SQLAlchemy: Enable the `insertmanyvalues` feature for batch size control

amotl commented 1 year ago

About

SQLAlchemy's insertmanyvalues feature lets you control the batch size of INSERT operations using the insertmanyvalues_page_size option, which is applicable to all of the engine-, connection-, and statement- objects.

-- https://docs.sqlalchemy.org/core/connections.html#controlling-the-batch-size

References

The patch will resolve this issue.

crate/sqlalchemy-cratedb#97

/cc @SStorm, @WalBeh, @seut, @hlcianfagna

amotl commented 1 year ago

This patch apparently breaks other tests. I will have to investigate.

amotl commented 1 year ago

This patch apparently breaks other tests.

Indeed.
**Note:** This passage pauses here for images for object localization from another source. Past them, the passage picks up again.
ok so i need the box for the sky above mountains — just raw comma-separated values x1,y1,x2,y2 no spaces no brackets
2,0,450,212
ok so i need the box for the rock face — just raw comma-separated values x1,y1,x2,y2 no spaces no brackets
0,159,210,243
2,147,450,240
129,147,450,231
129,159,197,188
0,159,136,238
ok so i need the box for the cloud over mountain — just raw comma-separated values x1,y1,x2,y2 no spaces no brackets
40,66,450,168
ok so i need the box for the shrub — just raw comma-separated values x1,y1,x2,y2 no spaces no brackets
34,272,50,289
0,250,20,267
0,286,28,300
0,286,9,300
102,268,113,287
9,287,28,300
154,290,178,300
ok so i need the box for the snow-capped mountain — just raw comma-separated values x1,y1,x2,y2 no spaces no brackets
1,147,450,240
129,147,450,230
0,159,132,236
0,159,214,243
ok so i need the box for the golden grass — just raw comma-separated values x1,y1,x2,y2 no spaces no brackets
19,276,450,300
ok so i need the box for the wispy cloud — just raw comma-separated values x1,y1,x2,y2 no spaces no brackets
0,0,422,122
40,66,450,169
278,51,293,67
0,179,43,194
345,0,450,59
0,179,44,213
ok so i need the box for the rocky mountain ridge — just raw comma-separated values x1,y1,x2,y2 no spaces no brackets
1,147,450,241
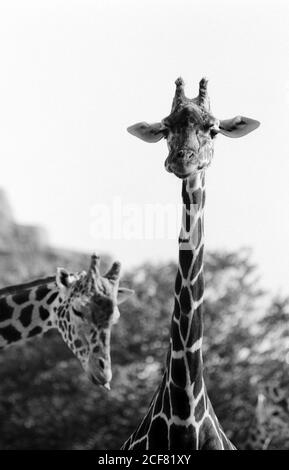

Enabling use_insertmanyvalues_wo_returning = True makes the SqlAlchemyBulkTest.test_bulk_save fail. Because this area how bulk inserts may have been handled before, seems to be declared as "legacy" now, it may make sense to remove it altogether.

References

amotl commented 1 year ago

Recap / Introduction

Enabling use_insertmanyvalues_wo_returning = True makes the SqlAlchemyBulkTest.test_bulk_save fail.

Problem: There is an indication that the SQLAlchemy CrateDB dialect currently only implements the bulk_save_objects method for bulk inserts [...]. This method is a legacy feature as of the 2.0 series of SQLAlchemy [...].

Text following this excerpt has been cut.